Mathematical ideas, when first learned, tend to undergo a curious inner transformation. At the outset, some tangible representation is necessary to effectively latch onto the concept. Thereafter, the symbolic elaboration using the language of mathematics is sufficient to encompass not only that particular figure, but limitless others like it as well. The underlying geometry is still there, but there are simply too many possibilities to illustrate in any amount of time.
The first step of illustrating must be manifest, using ink or chalk or sand or digital pixels. In this way, even the finest geometric illustrations can be considered extremely crude and innacurate in comparison to rigorous mathematical precision. Consider, however, how extraordinarily difficult it would be to grasp trigonometric functions, vector spaces, or even the basic Cartesian coordinate system, without first observing supporting representative illustrations. Even if later forgotten, those initial images are crucial for understanding.
This work provides a wide range of richly color-illustrated examples of the abstract geometric structures dealt with regularly in mathematics and the sciences.

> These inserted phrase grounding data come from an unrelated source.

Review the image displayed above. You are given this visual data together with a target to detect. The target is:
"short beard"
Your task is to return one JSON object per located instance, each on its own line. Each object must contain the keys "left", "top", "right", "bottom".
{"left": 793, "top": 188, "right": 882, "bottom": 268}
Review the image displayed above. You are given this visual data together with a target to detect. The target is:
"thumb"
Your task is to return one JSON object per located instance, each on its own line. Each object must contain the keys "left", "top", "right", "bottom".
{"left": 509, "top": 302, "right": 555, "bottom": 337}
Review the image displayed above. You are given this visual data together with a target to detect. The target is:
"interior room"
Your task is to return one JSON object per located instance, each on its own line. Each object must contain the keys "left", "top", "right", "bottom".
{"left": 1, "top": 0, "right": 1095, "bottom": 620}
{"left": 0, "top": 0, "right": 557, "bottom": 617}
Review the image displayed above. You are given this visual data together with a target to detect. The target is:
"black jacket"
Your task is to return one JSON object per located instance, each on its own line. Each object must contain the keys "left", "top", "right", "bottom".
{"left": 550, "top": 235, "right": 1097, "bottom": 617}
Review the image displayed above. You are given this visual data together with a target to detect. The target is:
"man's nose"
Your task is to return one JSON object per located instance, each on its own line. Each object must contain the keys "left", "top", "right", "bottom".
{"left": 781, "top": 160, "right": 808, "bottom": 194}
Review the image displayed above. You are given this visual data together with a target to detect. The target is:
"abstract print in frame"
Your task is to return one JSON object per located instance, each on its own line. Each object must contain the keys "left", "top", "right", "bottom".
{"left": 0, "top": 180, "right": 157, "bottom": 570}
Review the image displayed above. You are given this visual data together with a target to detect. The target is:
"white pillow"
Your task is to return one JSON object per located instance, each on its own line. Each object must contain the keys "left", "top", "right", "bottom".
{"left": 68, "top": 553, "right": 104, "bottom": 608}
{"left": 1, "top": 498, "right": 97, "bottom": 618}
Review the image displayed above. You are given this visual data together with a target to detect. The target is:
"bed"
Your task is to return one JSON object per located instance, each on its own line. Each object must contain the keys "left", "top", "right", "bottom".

It is unique in its quality and affordability, and is supported with excellent prose, briefly describing the developmental history, and frequently how to reconstruct the figures from a sparse handful of assumptions. From an introductory description of dimension, this book then branches into numerous and diverse major topics: scaling, slices, regular polytopes, perspective, coordinate geometry, and non-euclidean geometry. While sparing in its level of mathematical description and precision, it never diverges into a fully artistic exposition on the subjects either. There is a careful balance, to guide the reader into better understanding the particular system under discussion.
Certainly reading this book is merely the first step of a far longer term process. Symbolic computing programs, such as Mathematica, Maple or MatLab, will assist in visualization, as well as in understanding the pragmatic relation between the graphical and set-theoretic descriptions of the figures. Other books will also assist in this. Many of Rucker's works provide further descriptions of certain topics, specifically Geometry Relativity & The Fourth Dimension is admirable in its brevity and profundity. Abbott's classic Flatland is the foundational book on non-technical description of dimensions. The venerable What Is Mathematics? by Courant and Robbins combines illustration and mathematics as well as any work written since. Design science touches on these topics frequently as well, Kappraff's Connections is an extraordinary example of this. Deeper mathematical topics include set theory, algebraic groups, vector analysis, and too many others to list.
However abstract the concepts diagrams and illustrations in this book may seem initially, most if not all have been utilized for practical application in recent times. You may very well be using devices on a daily basis, which have these concepts as a basis for their functionality. Keep this in mind while reveling in what the individual imagination can conjure.